Summary: Chapter 36

Humbert then drives off, and, out of sheer rebellion, speeds down the wrong side of the road. He gets arrested after running a red light and driving into a meadow. Humbert realizes that the real tragedy is not that he has lost Lolita, but that Lolita has been robbed of her childhood. From jail, Humbert writes that he opposes capital punishment but would sentence himself to thirty-five years for rape and dismiss the rest of the charges. He addresses the last section to Lolita, telling her to be true to her husband Dick and advising her not to talk to strangers. He also asks her not to mourn Quilty, as he felt that killing Quilty was a public service. He also states that, if given a choice between Quilty and Humbert, Humbert should live, so he might chronicle this story and immortalize Lolita through his art.

Analysis

As Humbert winds down his presentation to the jury of his readers, the question of appropriate punishment—the inevitable conclusion to any criminal trial—must be addressed. Humbert explicitly raises the issue of his own punishment twice in this section, first in Chapter 31 and then again in Chapter 36. In Chapter 31, Humbert suggests that no legal punishment could possibly prove sufficient and appropriate for his crimes. He will personally, however, suffer eternally under the knowledge that he is ultimately responsible for the loss of Lolita’s childhood. In Chapter 36, Humbert recommends that he be sentenced to thirty-five years in jail for his crimes, though he can’t advocate the death penalty, being morally opposed to capital punishment. The novel itself refuses to offer any closure on the subject of Humbert’s punishment. We never see Humbert tried in a literal courtroom, since, as we learn from the foreword to Lolita, Humbert dies in jail before reaching trial. The novel arrests itself at the stage of judgment, leaving the task of appraising Humbert’s guilt and determining his sentence in our hands.

At the end of the novel, Humbert stops presenting his case to us, the jury, and instead addresses his victim directly. Humbert doesn’t plead for Lolita’s forgiveness, but he does attempt to make peace with her. He tells her that he is “thinking of aurochs and angels, the secret of durable pigments, prophetic sonnets, the refuge of art. And this is the only immortality you and I may share, my Lolita.” Here, Humbert alludes to several figures from art history, from the aurochs, or bison, of ancient cave paintings to the religious iconography of the Old Masters, rendered in their “durable pigments.” Like the “prophetic sonnets” of William Shakespeare—in which Shakespeare predicted that his poems would life forever and that the sweetheart described within them would likewise be immortalized—Humbert offers his work of art as a present and penance to his darling. Humbert and Lolita share the “immortality” of Lolita, becauseas long as the novel exists, there will be a record that preserves their time together. Though Humbert (and Nabokov) couldn’t have known this at the time, Lolita has also become a canonic masterpiece of western literature, thereby granting it another level of immortality.

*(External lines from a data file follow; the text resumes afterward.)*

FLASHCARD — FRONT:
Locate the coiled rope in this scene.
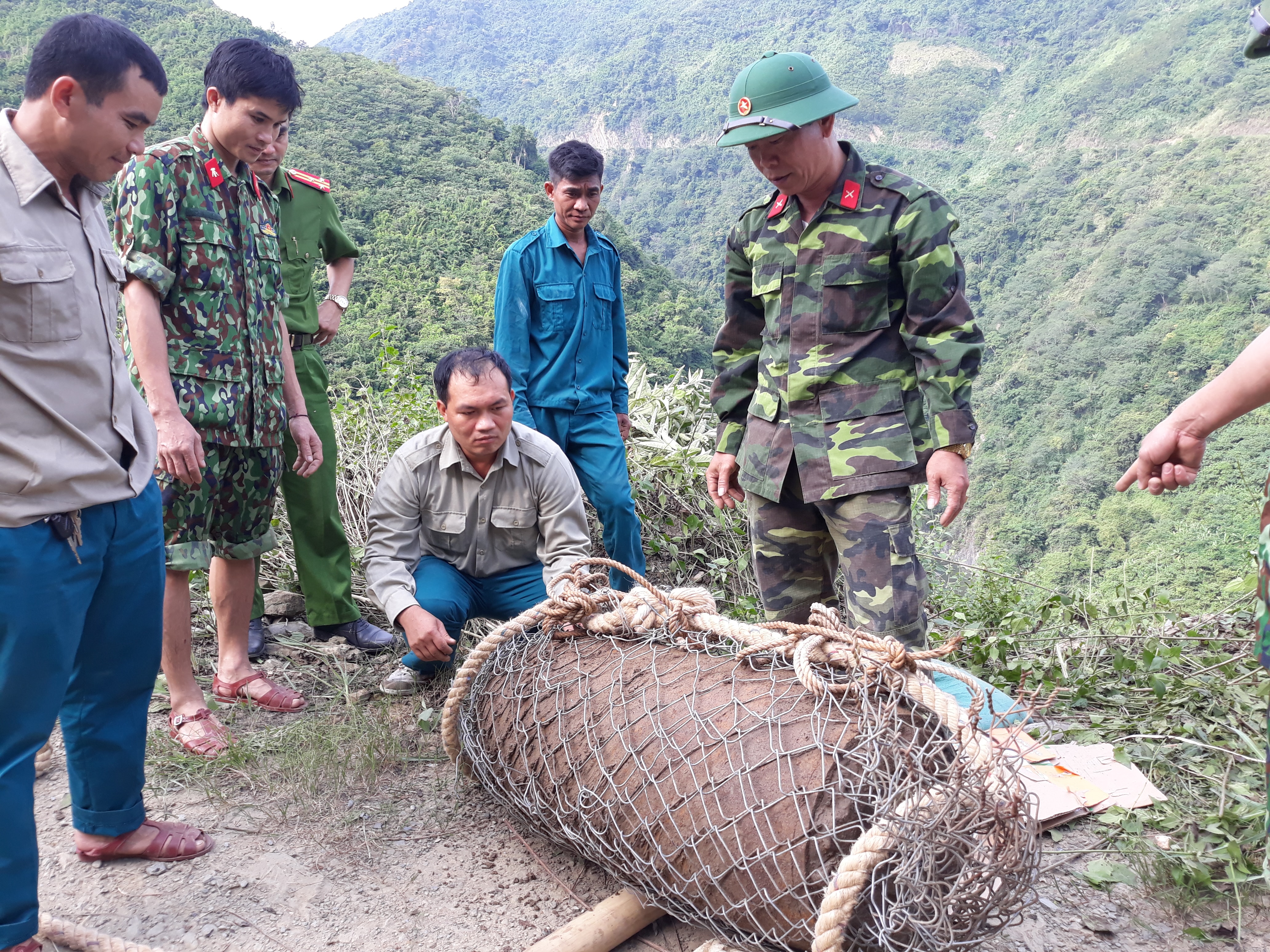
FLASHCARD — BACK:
[441,558,1006,952]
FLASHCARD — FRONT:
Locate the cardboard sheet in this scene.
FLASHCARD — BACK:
[992,727,1166,830]
[1046,744,1167,811]
[1020,765,1090,830]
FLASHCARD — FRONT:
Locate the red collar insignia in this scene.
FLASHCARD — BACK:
[840,179,860,212]
[287,169,330,192]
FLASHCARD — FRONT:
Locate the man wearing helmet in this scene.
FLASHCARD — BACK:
[706,51,983,645]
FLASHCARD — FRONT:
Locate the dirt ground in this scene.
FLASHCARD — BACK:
[27,619,1270,952]
[36,736,1270,952]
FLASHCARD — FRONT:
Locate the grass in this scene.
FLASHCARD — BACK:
[151,347,1270,906]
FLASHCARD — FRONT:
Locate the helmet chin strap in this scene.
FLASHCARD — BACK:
[715,116,797,142]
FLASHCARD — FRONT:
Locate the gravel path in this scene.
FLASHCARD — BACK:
[36,716,1270,952]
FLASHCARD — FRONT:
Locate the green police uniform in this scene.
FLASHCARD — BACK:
[251,169,362,627]
[711,52,983,644]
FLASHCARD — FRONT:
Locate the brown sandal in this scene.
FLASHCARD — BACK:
[76,820,216,863]
[212,672,309,713]
[168,707,232,760]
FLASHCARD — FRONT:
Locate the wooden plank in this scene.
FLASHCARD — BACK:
[525,890,663,952]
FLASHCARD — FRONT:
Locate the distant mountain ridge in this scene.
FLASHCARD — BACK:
[0,0,717,382]
[329,0,1270,607]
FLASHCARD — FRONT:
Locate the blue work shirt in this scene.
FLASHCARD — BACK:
[494,215,629,428]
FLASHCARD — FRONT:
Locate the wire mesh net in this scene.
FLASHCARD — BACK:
[457,576,1039,952]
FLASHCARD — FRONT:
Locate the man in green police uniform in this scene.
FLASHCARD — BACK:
[248,126,393,655]
[706,51,983,645]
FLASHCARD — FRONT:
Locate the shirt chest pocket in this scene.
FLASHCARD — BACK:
[177,218,234,295]
[283,237,324,267]
[589,284,617,331]
[255,232,282,301]
[821,249,890,338]
[421,512,467,555]
[0,245,82,344]
[489,506,538,558]
[749,261,789,343]
[533,284,578,331]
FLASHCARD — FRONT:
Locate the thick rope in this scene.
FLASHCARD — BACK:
[39,913,162,952]
[439,558,1004,952]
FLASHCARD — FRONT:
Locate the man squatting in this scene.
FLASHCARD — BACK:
[0,14,214,952]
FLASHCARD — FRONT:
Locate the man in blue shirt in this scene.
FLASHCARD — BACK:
[494,140,644,592]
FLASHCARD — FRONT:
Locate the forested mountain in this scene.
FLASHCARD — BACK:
[329,0,1270,607]
[0,0,715,379]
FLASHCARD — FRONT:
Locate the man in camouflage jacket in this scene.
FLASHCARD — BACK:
[114,39,321,758]
[707,52,983,645]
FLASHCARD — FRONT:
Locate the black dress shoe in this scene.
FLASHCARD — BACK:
[314,618,393,651]
[246,618,264,657]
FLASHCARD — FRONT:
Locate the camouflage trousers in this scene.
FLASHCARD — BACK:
[1256,476,1270,834]
[747,465,926,646]
[155,442,283,571]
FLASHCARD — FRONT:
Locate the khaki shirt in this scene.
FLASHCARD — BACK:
[0,110,156,528]
[366,423,591,622]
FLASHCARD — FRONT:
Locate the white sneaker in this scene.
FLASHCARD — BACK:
[380,664,423,694]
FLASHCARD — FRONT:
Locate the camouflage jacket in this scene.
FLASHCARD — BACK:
[114,126,287,447]
[711,142,983,500]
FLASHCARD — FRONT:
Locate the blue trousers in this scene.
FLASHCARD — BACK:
[401,556,547,675]
[0,481,164,948]
[531,406,644,592]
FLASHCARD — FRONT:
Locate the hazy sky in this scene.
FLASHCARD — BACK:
[216,0,408,46]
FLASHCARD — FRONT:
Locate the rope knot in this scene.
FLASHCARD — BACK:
[587,585,715,635]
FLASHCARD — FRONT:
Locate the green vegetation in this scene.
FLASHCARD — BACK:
[330,0,1270,608]
[0,0,1270,897]
[260,360,1270,905]
[0,0,715,378]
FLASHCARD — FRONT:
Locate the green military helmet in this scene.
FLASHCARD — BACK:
[716,50,860,146]
[1243,5,1270,60]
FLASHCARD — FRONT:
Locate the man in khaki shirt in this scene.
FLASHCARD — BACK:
[0,14,212,952]
[366,348,591,694]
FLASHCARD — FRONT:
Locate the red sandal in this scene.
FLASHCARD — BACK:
[168,707,232,760]
[76,820,216,863]
[212,672,309,713]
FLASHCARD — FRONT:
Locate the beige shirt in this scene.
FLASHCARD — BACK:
[366,423,591,621]
[0,110,156,528]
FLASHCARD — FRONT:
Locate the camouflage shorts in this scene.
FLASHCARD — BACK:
[155,443,283,571]
[747,466,926,646]
[1256,467,1270,812]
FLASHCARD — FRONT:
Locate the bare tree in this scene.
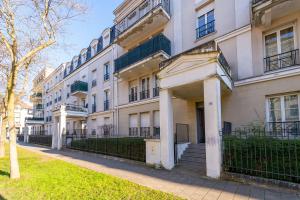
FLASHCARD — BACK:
[0,0,84,179]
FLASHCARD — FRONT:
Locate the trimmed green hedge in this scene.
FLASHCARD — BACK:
[223,136,300,183]
[29,135,52,147]
[70,138,146,162]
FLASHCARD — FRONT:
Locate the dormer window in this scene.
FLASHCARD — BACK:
[81,53,86,63]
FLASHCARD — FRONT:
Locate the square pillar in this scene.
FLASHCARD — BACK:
[204,77,222,178]
[159,89,174,170]
[51,117,59,149]
[57,106,67,150]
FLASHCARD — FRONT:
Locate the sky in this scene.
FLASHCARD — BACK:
[47,0,123,68]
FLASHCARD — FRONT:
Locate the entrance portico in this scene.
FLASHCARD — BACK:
[158,43,232,178]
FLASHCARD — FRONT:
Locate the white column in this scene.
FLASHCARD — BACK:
[159,90,174,169]
[204,77,222,178]
[57,106,67,150]
[51,116,59,149]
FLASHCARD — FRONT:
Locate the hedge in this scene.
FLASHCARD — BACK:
[69,138,146,162]
[223,136,300,183]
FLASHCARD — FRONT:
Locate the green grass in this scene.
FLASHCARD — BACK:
[0,145,179,200]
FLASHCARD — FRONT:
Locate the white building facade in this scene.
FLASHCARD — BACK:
[30,0,300,178]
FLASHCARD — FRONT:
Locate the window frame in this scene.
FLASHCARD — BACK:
[263,23,298,58]
[265,92,300,123]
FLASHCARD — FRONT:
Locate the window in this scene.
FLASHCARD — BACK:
[196,10,215,39]
[140,77,150,100]
[104,90,109,111]
[92,94,97,113]
[81,52,86,63]
[267,94,300,135]
[104,63,110,81]
[129,85,137,102]
[264,26,299,71]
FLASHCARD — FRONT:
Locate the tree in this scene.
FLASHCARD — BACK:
[0,0,85,179]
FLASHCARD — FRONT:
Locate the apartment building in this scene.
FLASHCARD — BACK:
[25,67,54,135]
[30,0,300,177]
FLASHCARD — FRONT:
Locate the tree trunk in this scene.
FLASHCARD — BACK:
[7,62,20,179]
[0,114,6,158]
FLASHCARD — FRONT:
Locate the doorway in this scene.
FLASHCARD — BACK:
[196,103,205,143]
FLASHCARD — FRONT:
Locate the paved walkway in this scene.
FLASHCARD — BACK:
[20,144,300,200]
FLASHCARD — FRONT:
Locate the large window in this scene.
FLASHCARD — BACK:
[265,26,299,71]
[267,94,300,135]
[104,63,110,81]
[196,10,215,39]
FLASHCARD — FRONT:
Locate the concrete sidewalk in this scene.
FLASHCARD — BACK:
[19,144,300,200]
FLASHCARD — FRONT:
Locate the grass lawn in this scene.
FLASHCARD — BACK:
[0,145,179,200]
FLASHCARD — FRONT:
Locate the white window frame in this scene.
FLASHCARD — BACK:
[266,93,300,122]
[263,23,298,58]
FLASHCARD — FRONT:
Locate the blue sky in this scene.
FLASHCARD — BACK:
[47,0,123,68]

However, the question of whether Humbert’s artistic talent can mitigate his moral guilt remains an open one. Humbert believes that the true depravity of his crime lies in his wanton destruction of a beautiful thing—Lolita. If he manages to recapture that lost beauty in another beautiful creation, the novel Lolita, can we somehow forgive the corrupt criminal Humbert? When Charlotte dies, Humbert denies any culpability in the matter, claiming that “poets never kill.” However, as Chapter 35 demonstrates, poets do indeed kill. Humbert even composes an ode in honor of Quilty’s murder, which he recites just before shooting him.

In the final lines of Chapter 36, Humbert speaks of “the refuge of art,” and we may ask ourselves whether Humbert is indeed attempting to take shelter within his beautiful, mazelike creation, hiding his sinfulness within elegant prose. The novel ends with the word Lolita, which, quite famously, opens the novel as well. By bracketing the novel with such an explicit instance of symmetry, Nabokov draws attention to the novel’s formal, literary qualities. Lolita doesn’t represent a spontaneous outpouring of emotion, but a planned, controlled, composed account of a deeply disturbing series of events. It may seem inappropriate, then, to respond to Lolita emotionally, even though Humbert’s agony often seems genuine and heartbreaking. However we react to the ending of Humbert’s tale—whether we forgive Humbert because of the obvious pain he has suffered, or because he has created an exquisite work of art, or whether we continue to hold him accountable for the incredible damage he has caused—Lolita forces us to interrogate the moral aspects of art appreciation.